Denver’s Archbishop hasn’t been invited to speak, but someone else has.

This from the Cleveland Plain Dealer:

An 86-year-old nun from Cleveland who works for a Catholic anti-poverty lobbying group has been selected to deliver the closing prayers one night during the Democratic National Convention.

“I think you have a different perspective when you’ve lived some history,” says Catherine Pinkerton, a member of the Cleveland-based religious order Congregation of St. Joseph who once served as principal of the West Side secondary school it founded, St.

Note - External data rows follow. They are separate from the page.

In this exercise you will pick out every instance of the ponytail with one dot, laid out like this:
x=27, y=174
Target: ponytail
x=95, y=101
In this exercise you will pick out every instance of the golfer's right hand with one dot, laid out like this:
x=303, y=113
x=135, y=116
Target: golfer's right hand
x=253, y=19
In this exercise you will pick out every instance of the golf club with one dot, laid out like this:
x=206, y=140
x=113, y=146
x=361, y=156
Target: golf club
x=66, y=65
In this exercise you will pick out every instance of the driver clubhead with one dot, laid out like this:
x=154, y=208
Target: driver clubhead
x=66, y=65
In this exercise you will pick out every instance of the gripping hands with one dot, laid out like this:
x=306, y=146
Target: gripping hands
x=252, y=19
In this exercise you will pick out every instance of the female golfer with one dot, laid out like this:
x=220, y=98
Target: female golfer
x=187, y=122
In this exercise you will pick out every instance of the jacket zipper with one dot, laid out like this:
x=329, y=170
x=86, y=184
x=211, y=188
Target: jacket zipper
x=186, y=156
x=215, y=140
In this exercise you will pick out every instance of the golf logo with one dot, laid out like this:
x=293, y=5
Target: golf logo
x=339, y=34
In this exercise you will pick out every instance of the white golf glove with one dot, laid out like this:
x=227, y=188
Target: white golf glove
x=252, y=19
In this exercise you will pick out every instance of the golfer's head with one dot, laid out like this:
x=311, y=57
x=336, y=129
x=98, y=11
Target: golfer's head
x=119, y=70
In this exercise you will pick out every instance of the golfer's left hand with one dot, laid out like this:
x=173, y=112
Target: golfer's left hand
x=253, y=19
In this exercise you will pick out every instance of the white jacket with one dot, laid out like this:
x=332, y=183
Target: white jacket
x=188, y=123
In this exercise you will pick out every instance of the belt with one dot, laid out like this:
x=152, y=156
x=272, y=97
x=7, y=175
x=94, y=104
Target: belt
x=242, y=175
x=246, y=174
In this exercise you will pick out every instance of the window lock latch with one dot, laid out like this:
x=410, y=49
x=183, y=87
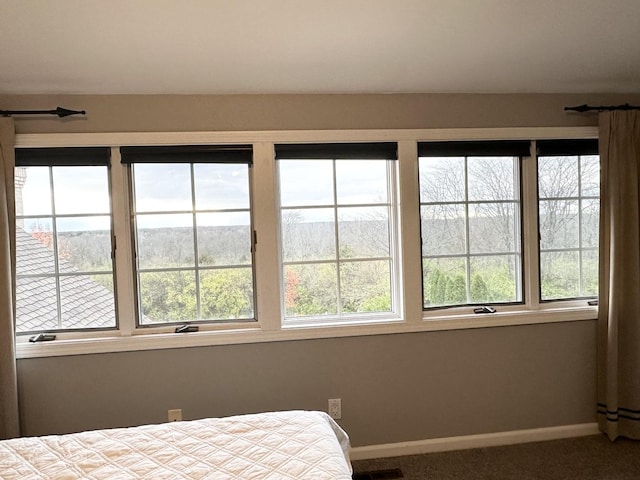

Joseph Academy.

Pinkerton says that she has never been an activist for either political party but that she admires Barack Obama’s “vision of where we stand as a nation and where we stand among nations” and agreed to deliver the benediction at the request of his campaign.

For the past 24 years, Pinkerton has worked for Network, a national Catholic social-justice lobby in Washington, D.C., where she works to establish international trade and investment policies that benefit the United States as well as the developing world.

“We are standing at one of the critical moments of our history,” says Pinkerton, who is still drafting the remarks she’ll deliver in Denver on Wednesday, Aug. 27.

Obama’s campaign invited a diverse group of religious leaders to offer prayers at the convention and asked Pinkerton to be among them because she’s “an icon among Catholics who has really been an inspiration to women everywhere,” said spokesman Tom Reynolds.

“For decades, she has been a national leader and a champion for working families,” Reynolds said. “Catholics across Ohio should be proud to have one of their own taking center stage at this historic event.”